Typically, such transducers are used in surface cleaning of workpieces by ultrasonic vibrations.
INdustrial applications of ultrasonic cleaning include: removing drawing-lubricants from carbon-steel wire for steel-belted tires, aluminum welding wire, alloy welding wire, stainless steel welding rods, stranded copper wire, magnet wire, and similar such drawn and extruded material; it is also known to use the ultrasonic cleaning method to clean copper-clad aluminum coaxial cable, to remove mill scale from steel wire rod and to clean integrated circuits and electrical connectors of longitudinal configuration. Typically, in ultrasonic cleaning, a transducer creates alternately low and high pressure conditions in a liquid preferably of low viscosity, to convey vibrations from the transducer to the workpiece to be cleaned. On the negative side of this alternating cycle, pressure is reduced to less than the vapor pressure of the liquid, forming microscopic voids or bubbles. A half cycle later, the pressure in this same zone becomes positive, and the vapor bubbles implode -- bursting inwardly -- a reaction which is called "cavitation." It is this cavitation, with the accompanying phenomena of pressure and heat at each point of implosion, that creates the "scrubbing" action in ultrasonic cleaning systems. This action, in conjunction with the proper liquid, provides a higly efficient cleaning method. The liquid selected for ultrasonic cleaning can be either a water-based (aqueous) solution or a solvent such as chlorinated hydrocarbons or Freon (solvent). When a solvent is used for cleaning, drying of the workpiece may be necessary to minimize solvent escape to the atmosphere for safety and health reasons, and to reduce operational costs by minimizing solvent losses. This involves a closed loop unit to recapture solvent from the drying air, condense it, and return it to the total system.

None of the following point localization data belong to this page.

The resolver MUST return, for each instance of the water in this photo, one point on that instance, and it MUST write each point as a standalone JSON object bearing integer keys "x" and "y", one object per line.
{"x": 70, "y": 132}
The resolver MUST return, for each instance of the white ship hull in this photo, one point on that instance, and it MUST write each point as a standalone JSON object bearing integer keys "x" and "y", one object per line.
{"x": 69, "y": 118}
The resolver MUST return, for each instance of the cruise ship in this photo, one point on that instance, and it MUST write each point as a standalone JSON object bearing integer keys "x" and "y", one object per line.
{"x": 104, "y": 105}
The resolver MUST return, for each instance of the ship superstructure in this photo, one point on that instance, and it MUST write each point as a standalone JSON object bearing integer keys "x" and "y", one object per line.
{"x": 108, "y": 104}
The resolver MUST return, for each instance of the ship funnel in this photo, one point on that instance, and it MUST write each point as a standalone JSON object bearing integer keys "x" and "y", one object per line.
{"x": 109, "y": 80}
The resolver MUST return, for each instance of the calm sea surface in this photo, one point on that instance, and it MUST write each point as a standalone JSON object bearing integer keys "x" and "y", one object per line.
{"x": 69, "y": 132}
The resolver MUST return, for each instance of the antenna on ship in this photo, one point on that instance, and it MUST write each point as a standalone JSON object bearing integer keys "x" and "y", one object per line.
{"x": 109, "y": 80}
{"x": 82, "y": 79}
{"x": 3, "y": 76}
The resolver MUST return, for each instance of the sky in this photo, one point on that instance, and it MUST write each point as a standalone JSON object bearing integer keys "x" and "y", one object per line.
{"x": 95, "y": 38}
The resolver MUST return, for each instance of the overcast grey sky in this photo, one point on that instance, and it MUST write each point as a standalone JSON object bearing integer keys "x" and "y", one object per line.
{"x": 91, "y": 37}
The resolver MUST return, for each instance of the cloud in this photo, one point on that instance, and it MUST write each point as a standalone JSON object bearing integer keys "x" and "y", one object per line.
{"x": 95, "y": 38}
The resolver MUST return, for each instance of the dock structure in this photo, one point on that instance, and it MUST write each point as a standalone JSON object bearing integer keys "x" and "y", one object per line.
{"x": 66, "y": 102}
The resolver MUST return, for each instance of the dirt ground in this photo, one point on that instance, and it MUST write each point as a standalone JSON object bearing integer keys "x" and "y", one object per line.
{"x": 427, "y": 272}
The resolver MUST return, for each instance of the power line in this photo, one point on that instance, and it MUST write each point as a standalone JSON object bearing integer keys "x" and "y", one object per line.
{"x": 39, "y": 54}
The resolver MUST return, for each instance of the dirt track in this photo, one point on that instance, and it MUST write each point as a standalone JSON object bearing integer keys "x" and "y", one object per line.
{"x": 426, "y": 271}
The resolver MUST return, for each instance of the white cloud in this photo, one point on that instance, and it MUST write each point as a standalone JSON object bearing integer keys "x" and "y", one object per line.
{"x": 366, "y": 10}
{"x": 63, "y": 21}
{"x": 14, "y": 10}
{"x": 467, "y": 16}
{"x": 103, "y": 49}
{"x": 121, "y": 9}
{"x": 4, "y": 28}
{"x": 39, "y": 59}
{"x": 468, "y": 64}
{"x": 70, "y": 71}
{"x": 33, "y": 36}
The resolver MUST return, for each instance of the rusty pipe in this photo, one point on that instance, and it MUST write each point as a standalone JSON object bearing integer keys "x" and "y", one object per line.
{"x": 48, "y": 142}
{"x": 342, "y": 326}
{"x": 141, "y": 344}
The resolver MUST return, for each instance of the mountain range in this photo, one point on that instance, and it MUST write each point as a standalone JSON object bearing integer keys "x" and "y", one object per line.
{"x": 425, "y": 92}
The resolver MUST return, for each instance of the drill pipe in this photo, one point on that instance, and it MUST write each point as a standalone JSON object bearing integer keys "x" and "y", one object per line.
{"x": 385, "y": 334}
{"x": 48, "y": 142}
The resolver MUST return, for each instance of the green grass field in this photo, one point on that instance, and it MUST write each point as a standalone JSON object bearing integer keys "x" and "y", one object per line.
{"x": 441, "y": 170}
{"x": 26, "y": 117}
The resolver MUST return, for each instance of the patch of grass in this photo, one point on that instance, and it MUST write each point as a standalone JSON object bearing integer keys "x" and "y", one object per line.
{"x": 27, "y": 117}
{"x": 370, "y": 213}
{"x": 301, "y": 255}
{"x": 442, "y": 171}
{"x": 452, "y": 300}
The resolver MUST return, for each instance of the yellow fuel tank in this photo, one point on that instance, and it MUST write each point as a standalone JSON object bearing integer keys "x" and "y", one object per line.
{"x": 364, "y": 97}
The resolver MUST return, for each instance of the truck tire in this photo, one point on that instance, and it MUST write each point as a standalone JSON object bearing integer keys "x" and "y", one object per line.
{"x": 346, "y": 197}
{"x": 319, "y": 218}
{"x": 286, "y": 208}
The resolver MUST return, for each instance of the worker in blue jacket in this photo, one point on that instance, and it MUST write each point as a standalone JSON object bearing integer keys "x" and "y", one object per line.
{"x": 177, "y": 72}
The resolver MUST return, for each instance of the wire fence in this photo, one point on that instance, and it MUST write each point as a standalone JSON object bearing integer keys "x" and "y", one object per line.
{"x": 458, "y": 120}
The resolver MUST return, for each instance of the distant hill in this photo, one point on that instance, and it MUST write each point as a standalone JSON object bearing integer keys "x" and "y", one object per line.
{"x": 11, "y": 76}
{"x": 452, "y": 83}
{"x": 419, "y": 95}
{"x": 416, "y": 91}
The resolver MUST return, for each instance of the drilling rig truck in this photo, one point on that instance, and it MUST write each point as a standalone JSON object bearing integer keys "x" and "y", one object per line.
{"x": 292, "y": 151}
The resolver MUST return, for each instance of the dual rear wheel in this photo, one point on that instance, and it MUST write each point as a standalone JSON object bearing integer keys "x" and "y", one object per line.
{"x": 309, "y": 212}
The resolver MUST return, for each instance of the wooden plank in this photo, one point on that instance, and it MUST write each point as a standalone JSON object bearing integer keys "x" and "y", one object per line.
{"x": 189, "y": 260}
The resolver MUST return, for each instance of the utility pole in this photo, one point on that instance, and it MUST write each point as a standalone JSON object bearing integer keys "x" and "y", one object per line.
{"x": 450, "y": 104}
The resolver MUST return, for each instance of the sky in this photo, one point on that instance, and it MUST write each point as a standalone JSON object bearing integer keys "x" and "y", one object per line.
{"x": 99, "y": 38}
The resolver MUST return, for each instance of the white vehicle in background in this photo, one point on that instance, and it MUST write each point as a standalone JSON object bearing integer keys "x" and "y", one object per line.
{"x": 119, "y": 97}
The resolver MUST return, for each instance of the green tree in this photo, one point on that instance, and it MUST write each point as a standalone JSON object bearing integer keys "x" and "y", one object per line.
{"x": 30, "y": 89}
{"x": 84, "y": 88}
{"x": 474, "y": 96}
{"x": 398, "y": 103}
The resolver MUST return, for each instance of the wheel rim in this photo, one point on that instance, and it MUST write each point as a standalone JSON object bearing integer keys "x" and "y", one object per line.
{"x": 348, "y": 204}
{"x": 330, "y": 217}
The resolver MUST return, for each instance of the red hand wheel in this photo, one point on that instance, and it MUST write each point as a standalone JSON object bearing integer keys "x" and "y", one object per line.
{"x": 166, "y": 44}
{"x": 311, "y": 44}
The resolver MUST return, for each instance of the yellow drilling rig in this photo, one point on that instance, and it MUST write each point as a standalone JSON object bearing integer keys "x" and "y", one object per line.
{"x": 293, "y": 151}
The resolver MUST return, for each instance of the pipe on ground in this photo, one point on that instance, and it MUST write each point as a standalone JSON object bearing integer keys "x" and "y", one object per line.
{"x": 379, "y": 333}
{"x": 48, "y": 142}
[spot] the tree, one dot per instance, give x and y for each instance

The fluid coupled between the active face of the transducer and the workpiece represent a load which as seen from the power supply enacting the transducer is reflected back in the form of an effective resistance which has to be accounted for in the generation of power at ultrasonic frequency to drive the transducer.

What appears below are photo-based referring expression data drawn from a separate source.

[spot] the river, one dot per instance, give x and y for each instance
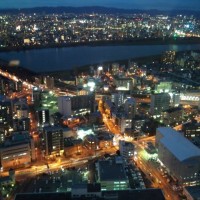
(54, 59)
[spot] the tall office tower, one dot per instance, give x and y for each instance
(22, 124)
(159, 103)
(130, 108)
(175, 99)
(19, 86)
(64, 105)
(163, 87)
(115, 69)
(99, 70)
(49, 82)
(118, 98)
(132, 67)
(43, 116)
(6, 114)
(54, 142)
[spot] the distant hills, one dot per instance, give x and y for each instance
(97, 9)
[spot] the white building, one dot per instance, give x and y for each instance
(118, 98)
(179, 155)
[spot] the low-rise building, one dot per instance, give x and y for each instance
(172, 115)
(180, 156)
(111, 174)
(17, 151)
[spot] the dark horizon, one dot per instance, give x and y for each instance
(123, 4)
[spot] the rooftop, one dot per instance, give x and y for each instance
(109, 170)
(194, 191)
(176, 143)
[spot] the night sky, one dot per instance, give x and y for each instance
(130, 4)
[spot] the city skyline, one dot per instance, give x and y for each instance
(144, 4)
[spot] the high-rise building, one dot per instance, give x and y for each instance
(159, 103)
(49, 82)
(54, 142)
(175, 99)
(115, 68)
(6, 114)
(64, 105)
(130, 108)
(43, 116)
(22, 124)
(123, 84)
(118, 98)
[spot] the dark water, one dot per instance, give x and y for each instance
(66, 58)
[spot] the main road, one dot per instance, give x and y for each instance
(151, 170)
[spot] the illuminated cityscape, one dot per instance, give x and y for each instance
(121, 129)
(37, 30)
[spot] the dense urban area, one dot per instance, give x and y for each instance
(37, 30)
(113, 131)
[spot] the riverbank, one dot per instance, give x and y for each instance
(63, 74)
(131, 42)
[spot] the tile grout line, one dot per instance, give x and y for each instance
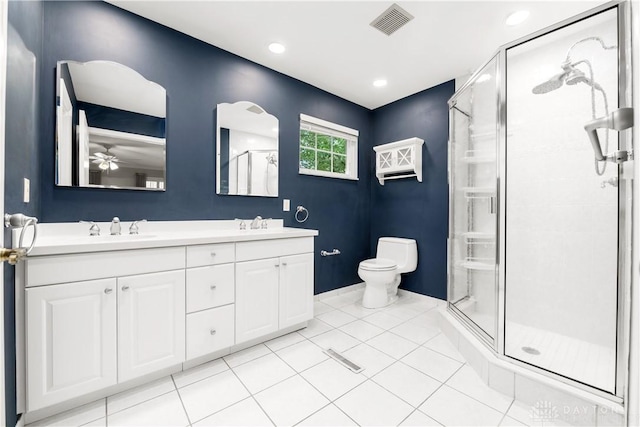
(142, 401)
(184, 408)
(252, 396)
(473, 398)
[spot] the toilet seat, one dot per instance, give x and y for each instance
(378, 264)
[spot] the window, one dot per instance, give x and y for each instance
(327, 149)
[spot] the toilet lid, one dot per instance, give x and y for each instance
(378, 264)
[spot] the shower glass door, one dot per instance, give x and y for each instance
(562, 207)
(473, 222)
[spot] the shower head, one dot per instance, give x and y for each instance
(575, 76)
(553, 83)
(570, 76)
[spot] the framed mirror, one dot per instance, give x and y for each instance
(110, 127)
(246, 150)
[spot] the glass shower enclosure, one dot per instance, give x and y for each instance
(539, 238)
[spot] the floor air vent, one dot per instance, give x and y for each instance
(391, 20)
(343, 360)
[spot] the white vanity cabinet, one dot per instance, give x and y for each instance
(257, 285)
(274, 292)
(210, 298)
(71, 338)
(151, 323)
(91, 322)
(104, 320)
(296, 289)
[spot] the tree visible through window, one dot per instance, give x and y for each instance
(327, 151)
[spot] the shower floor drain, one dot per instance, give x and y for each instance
(343, 360)
(531, 350)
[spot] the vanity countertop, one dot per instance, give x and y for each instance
(57, 239)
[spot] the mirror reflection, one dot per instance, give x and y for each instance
(110, 127)
(246, 150)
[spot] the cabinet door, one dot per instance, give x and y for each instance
(151, 323)
(296, 289)
(256, 298)
(71, 340)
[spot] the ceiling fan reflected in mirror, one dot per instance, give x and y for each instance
(106, 161)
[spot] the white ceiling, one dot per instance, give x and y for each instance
(331, 45)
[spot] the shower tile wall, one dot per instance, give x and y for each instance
(561, 262)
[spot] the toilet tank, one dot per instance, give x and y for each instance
(403, 251)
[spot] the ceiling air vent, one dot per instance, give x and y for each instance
(391, 20)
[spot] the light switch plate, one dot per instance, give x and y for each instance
(27, 190)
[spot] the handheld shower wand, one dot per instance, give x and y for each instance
(619, 119)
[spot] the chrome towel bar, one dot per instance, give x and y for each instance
(333, 252)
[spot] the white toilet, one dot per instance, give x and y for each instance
(382, 273)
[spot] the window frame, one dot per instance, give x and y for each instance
(334, 130)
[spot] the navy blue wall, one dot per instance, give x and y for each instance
(24, 51)
(412, 209)
(197, 77)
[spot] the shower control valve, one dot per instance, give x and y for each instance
(619, 156)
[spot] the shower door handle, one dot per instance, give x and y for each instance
(492, 205)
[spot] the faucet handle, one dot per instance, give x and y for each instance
(243, 225)
(133, 229)
(94, 230)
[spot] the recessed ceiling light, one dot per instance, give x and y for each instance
(484, 78)
(276, 48)
(517, 18)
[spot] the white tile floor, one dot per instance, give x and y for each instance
(412, 376)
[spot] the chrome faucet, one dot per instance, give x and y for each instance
(133, 229)
(115, 226)
(94, 230)
(255, 224)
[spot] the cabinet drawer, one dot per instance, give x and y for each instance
(200, 255)
(210, 330)
(209, 287)
(273, 248)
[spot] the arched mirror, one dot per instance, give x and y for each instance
(246, 150)
(110, 127)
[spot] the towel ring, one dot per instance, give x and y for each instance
(301, 217)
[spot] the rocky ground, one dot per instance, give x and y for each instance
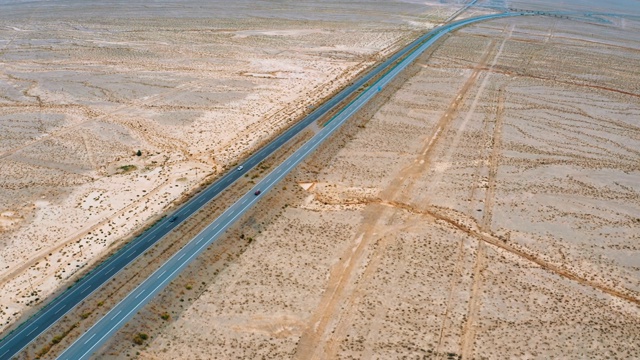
(193, 86)
(485, 206)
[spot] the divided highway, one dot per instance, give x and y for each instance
(100, 332)
(22, 336)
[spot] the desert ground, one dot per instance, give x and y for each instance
(485, 206)
(194, 87)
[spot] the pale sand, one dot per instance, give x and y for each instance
(80, 96)
(488, 209)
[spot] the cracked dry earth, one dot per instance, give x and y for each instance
(487, 208)
(195, 87)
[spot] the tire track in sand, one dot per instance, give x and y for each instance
(317, 339)
(470, 326)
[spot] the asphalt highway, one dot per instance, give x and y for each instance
(24, 334)
(100, 332)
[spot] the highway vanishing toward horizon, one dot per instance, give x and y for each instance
(108, 325)
(29, 330)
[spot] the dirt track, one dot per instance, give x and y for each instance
(479, 209)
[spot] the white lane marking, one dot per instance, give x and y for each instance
(90, 338)
(139, 304)
(31, 332)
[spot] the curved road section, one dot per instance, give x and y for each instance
(99, 333)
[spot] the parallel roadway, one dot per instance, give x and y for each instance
(100, 332)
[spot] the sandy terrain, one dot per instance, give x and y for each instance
(487, 207)
(194, 87)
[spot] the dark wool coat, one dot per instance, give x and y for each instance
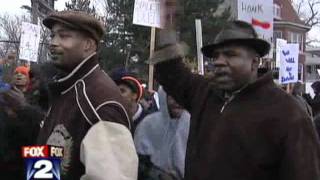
(260, 133)
(85, 98)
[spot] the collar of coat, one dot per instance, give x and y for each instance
(84, 69)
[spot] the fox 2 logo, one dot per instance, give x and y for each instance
(44, 168)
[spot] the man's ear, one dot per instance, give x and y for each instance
(134, 96)
(255, 63)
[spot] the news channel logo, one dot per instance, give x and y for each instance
(42, 162)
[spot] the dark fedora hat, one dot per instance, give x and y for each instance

Moreover, the ultrasonic power supply generator is often used to drive several transducers in parallel in order to increase the utilization factor but also in order to be able to accommodate different workpieces at the same time.
Besides, another requirement for an ultrasonic power supply generator is to accommodate with the same power supply different transducer coils, in particular transducers of different power capability. As a result, the power supply generator must be capable with the internal circuit components to drive transducer coils of much different sizes and with loads falling within a wide power range.
An object of the present invention is with a given basic electrical circuitry and a given alternative current voltage source to provide a power supply generator of broadened ultrasonic power output range.
Another object of the invention is to provide a transformerless power supply generator which is effective to provide a given maximum ultrasonic power output with a 110 volt/60 hertz voltage source as well as with a 220 volt/50 hertz voltage source.